Publicacao/Comunicacao
Intimação - DESPACHO
PROCEDIMENTO COMUM Nº 6011301-18.2024.4.06.3807/MG
AUTOR: ANDRE LUIZ SILVA SOUSA TARARAM
ADVOGADO(A): LILLIAN MORAIS SILVA TARARAM (OAB MG155594)
RÉU: REALIZA CONSTRUTORA LTDA.
ADVOGADO(A): PAULO HENRIQUE FAGUNDES COSTA (OAB MG126160)
DESPACHO/DECISÃO
Trata-se de ação ajuizada contra a REALIZA CONSTRUTORA LTDA e da CAIXA ECONÔMICA FEDERAL (CEF), por meio da qual pretende a parte autora rescisão contratual c/c indenização por danos materiais e morais, alegando a existência de vícios construtivos/irregularidades.

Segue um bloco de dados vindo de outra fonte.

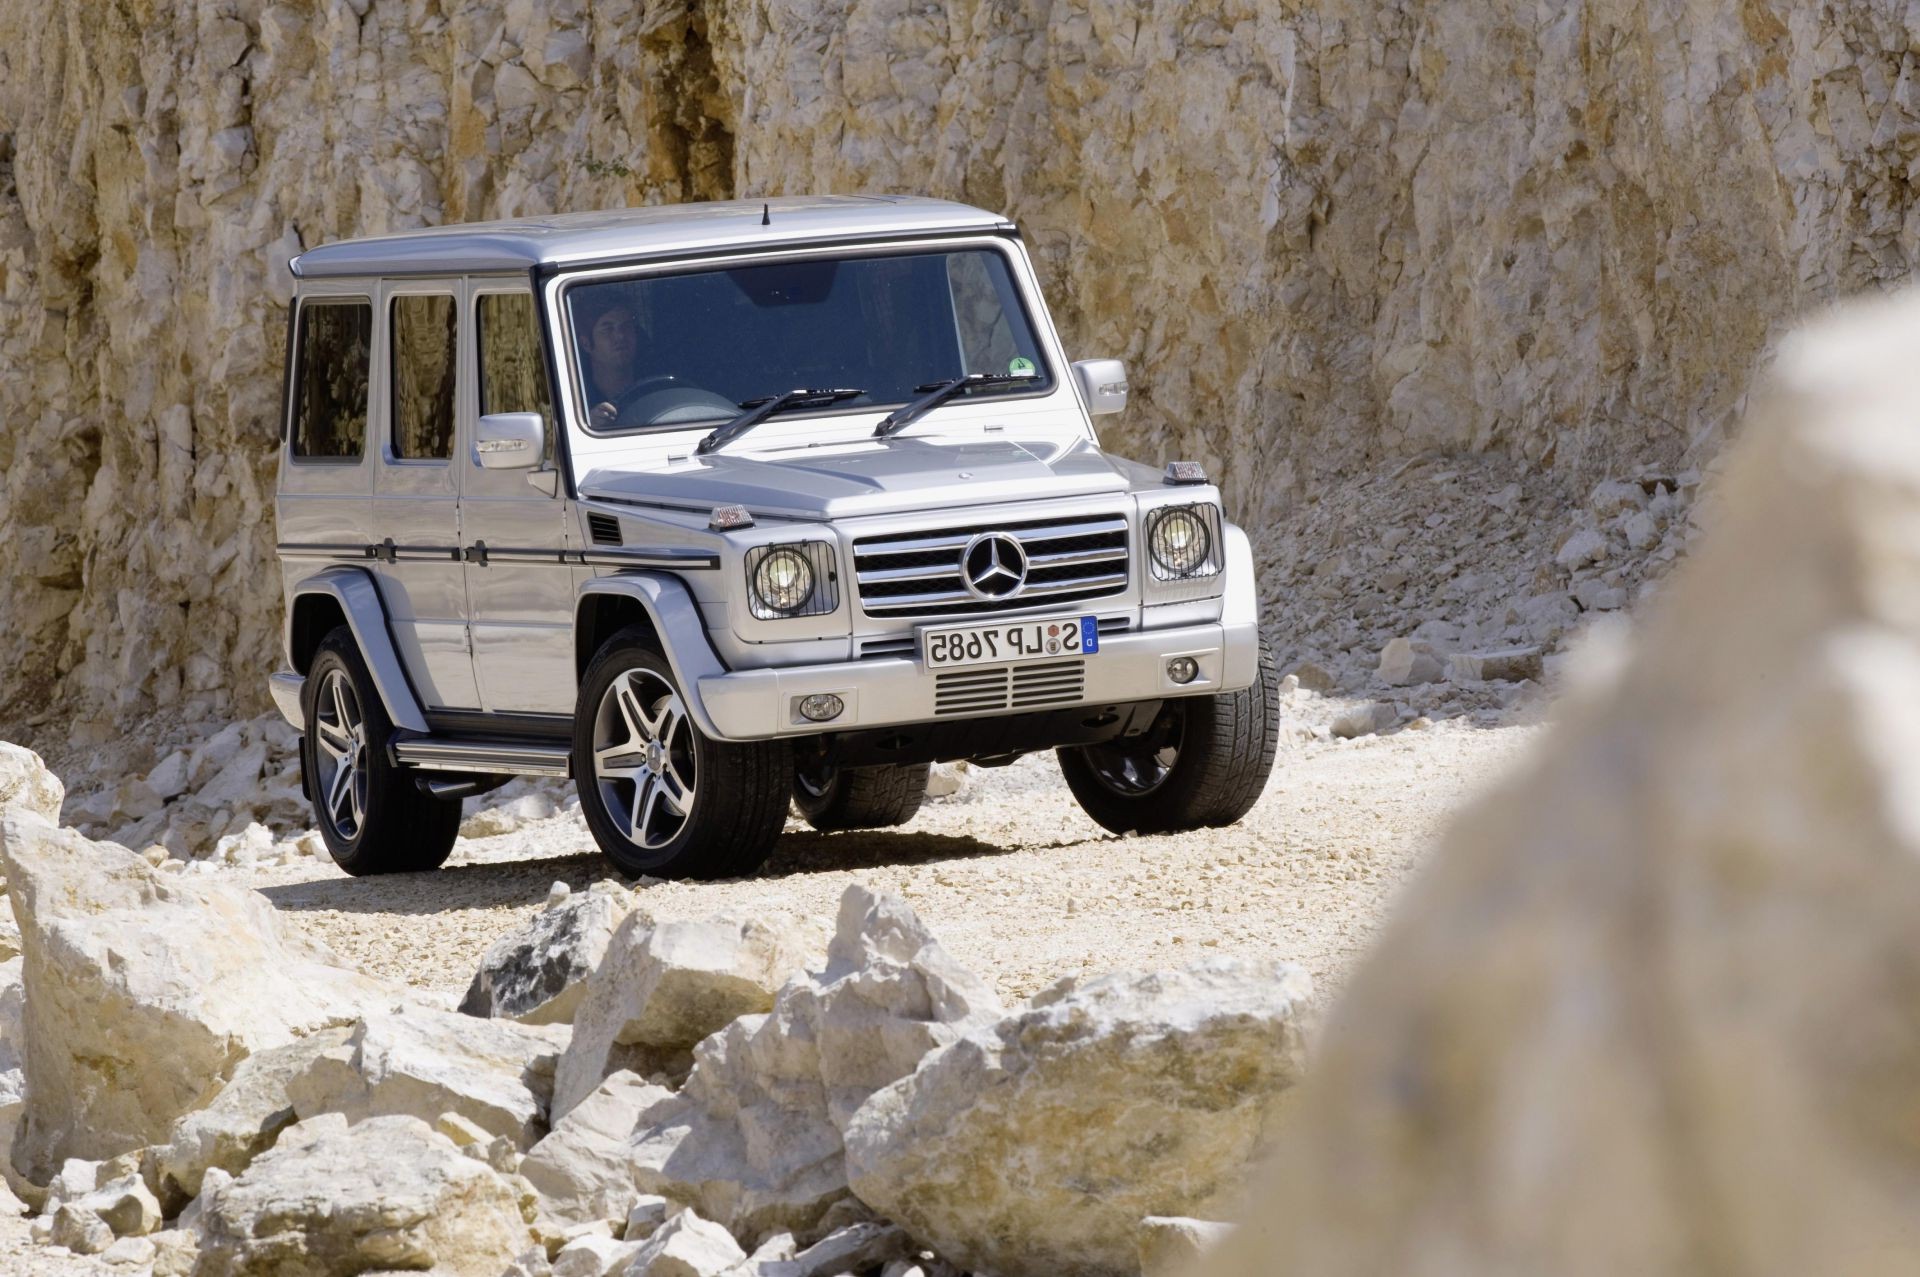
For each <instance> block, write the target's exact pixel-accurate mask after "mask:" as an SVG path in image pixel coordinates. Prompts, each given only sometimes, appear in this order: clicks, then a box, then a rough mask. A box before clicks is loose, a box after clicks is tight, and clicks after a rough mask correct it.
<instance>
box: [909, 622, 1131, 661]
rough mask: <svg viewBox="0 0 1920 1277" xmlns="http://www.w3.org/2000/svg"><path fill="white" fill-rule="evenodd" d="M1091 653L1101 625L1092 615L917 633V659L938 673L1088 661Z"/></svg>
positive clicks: (1096, 643)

Juntou procuração e documentos.
O pedido de tutela provisória foi indeferido.
A construtora ré apresentou contestação, na qual alega ilegitimidade ativa, por que apesar de o autr relatar que o imóvel é utilizado para moradia de sua genitora, fazendo pedido referente ao pagamento mensal de locação de imóvel diverso para que sua mãe resida, a genitora do autor não está inserida no polo ativo a presente ação, de modo que, o autor não é legítimo para requer direito alheio. Alega decadência do direito, porque o periodo de garantia do bem já expirou; e, no mérito, ausência de provas das alegações, inexistência de vícios contrutivos e ausência do dever de indenizar. Não fez a indicação justificada das provas pretendidas (há pedido genérico de provas) (evento 13, CONTES1).
A CEF Aponta ausência de interesse processual da parte autora, pois a instituição possui o programa “De olho na qualidade”, que tem como objetivo apoiar o mutuário na solução de problemas identificados no âmbito do PMCMV, mas a parte não formalizou reclamação formal pelo canal disponível, jamais tendo levado ao seu conhecimento a existência dos vícios. Aponta as coberturas securitárias dos imóveis objeto do FAR e alega ilegitimidade passiva, para ações em que se discutem questões atinentes à solidez da obra, haja vista que o agente financeiro se responsabiliza somente por questões afetas ao empréstimo financeiro.
Afirma o descabimento de sua responsabilização pelo simples fato de condicionar a liberação do financiamento à prévia inspeção do imóvel, porque essa vistoria destina-se exclusivamente a identificar a viabilidade do imóvel como garantia do financiamento habitacional. No mais, aponta que eventuais vícios seriam de responsabilidade da construtora; defende a inexistência de dano moral e rebate os pedidos da autora. Formulou pedido genérico de provas. (evento 15, CONTES2).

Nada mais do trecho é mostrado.